Alpert and his colleagues agreed that the development of an online database would help them with their project, but weren't sure which database application would best fit their needs: one that was relational, expandable, cost-effective, and intuitive. MS Access was considered, but lacked the flexibility needed for online deployment. Other proprietary tools designed especially for scientific use were also examined, but it would take years to tailor the database to fit their requirements. In addition, they didn't want to rely on a team of developers to add or modify tasks, nor pay thousands of dollars in licensing fees. After careful consideration, a decision was made to use the database software application FileMaker Pro from FileMaker Inc.

Alpert's colleague, entomologist and computer expert Dr. Piotr Naskrecki, developed a comprehensive database documenting thousands of specimens of grasshoppers, katydids, and crickets—complete with audio files of their songs—using FileMaker Pro. The application offered the combination of flexibility, Web-capability, and ease of use Dr. Alpert was looking for in a database application. Realizing the similarity of the two projects, museum curators Prof. Brian Farrell and Prof. Edward O. Wilson brought in Dr. Naskrecki to work with Dr. Alpert on the challenge of preparing a similar system for documenting the ants.

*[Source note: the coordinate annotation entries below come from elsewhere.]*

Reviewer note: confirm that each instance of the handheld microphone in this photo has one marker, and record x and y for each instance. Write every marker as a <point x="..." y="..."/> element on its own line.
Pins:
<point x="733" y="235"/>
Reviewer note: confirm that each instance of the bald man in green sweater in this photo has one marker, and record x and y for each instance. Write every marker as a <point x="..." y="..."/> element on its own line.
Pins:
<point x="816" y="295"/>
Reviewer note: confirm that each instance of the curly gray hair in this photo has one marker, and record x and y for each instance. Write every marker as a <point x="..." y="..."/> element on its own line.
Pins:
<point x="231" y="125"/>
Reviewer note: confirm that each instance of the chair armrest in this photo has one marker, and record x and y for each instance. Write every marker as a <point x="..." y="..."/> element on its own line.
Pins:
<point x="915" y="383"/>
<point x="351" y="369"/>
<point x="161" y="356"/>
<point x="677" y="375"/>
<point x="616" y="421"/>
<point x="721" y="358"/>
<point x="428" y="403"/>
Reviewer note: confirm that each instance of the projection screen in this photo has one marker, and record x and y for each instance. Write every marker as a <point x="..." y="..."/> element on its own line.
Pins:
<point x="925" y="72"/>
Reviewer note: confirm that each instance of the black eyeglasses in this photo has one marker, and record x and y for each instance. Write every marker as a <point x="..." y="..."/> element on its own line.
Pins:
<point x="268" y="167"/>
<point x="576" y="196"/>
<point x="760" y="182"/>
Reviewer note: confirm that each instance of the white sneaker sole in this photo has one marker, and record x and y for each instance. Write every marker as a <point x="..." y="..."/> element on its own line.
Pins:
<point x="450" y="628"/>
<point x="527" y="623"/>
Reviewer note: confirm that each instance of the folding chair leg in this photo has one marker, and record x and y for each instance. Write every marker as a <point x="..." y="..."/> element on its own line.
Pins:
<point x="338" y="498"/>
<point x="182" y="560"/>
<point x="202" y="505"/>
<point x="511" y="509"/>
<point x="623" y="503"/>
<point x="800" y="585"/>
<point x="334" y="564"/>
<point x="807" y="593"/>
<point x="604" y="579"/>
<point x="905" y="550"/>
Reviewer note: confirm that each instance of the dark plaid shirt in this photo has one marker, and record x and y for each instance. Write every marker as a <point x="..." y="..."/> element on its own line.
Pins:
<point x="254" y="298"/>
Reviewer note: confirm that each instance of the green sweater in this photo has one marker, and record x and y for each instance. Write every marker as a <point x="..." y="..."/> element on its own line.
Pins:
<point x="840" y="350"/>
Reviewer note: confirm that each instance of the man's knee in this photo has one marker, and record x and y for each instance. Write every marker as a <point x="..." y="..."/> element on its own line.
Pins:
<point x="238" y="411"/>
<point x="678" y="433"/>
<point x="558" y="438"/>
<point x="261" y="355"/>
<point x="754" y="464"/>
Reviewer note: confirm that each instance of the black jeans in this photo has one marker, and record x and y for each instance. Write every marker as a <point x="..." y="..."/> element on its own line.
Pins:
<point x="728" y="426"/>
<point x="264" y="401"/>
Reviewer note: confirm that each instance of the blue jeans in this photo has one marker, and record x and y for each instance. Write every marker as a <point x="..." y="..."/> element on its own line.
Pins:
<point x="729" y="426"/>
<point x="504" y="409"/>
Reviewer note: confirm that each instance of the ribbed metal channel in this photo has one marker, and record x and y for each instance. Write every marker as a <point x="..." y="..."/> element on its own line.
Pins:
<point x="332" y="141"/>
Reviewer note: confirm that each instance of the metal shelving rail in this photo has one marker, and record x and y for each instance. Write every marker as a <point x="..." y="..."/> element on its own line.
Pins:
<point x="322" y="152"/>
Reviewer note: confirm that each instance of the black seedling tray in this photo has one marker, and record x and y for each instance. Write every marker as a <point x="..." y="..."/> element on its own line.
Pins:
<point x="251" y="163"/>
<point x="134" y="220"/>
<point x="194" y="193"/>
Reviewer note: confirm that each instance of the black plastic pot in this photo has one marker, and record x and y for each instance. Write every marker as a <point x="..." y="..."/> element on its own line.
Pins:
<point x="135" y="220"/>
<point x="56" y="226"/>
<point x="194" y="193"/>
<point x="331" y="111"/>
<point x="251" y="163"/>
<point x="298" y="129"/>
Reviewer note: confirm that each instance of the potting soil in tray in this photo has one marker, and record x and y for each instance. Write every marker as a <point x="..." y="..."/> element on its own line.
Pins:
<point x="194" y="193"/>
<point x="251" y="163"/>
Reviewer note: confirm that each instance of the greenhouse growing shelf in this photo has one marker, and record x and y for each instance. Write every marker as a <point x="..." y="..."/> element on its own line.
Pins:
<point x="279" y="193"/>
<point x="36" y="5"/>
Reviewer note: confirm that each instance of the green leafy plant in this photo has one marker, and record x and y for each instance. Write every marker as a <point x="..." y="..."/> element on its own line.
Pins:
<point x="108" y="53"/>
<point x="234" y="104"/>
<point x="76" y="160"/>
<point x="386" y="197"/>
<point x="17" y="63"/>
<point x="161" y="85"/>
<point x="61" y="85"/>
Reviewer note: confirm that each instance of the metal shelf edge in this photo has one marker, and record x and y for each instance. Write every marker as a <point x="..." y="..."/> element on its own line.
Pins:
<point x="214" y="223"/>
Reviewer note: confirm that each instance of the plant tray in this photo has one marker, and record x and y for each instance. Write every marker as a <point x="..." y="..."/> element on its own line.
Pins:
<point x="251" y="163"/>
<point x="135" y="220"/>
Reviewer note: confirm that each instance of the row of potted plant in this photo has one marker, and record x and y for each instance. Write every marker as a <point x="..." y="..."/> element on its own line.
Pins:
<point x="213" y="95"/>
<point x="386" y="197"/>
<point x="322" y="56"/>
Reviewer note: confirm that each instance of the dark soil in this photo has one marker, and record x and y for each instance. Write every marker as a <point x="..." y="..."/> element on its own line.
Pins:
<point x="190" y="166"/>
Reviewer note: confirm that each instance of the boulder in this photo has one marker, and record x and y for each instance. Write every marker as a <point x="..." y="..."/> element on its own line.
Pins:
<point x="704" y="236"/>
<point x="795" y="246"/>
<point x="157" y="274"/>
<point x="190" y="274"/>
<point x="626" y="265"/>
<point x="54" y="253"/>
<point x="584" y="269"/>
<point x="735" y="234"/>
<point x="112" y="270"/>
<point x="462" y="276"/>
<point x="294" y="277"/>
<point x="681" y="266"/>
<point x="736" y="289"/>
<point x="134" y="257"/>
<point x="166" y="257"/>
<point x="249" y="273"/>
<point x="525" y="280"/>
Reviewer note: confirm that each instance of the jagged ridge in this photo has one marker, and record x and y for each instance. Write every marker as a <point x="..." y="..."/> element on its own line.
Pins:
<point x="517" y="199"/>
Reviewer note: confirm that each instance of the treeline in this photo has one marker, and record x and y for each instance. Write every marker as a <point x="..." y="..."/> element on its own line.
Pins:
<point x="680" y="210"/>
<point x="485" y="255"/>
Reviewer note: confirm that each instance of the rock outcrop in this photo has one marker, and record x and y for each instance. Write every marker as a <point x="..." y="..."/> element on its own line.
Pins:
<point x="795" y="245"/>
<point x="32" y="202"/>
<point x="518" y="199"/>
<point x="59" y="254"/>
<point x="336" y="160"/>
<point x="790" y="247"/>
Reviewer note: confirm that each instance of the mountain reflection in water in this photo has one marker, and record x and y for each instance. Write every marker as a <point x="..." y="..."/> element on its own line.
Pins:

The database developed by Alpert contains over 25,000 individual records documenting Madagascar ants. "We now are running digital images of insects and text directly from our microscope onto a database-driven Web site for the world to see," says Alpert. In the field, FileMaker Mobile is being used to record information on handheld computers to eliminate the hassle of paper records. The process has resulted in the database being carefully organized, allowing users to search by species, geographic location, or by many other scientific classifications. In addition to the information gathered out in the field, an ant bibliography has been imported into the database, providing references to the literature that's been published for that particular specimen.

Alpert and his colleagues are able to continuously update and add new specimens without relying on a team of developers. Because of the intuitiveness of FileMaker Pro, they've been able to rapidly input information from the Harvard Museum of Zoology insect collection, and expect to complete the project years ahead of schedule. Using an application that has expanded as the project has expanded, accommodating all their needs, has allowed Dr. Alpert to build an entire infrastructure for ant research.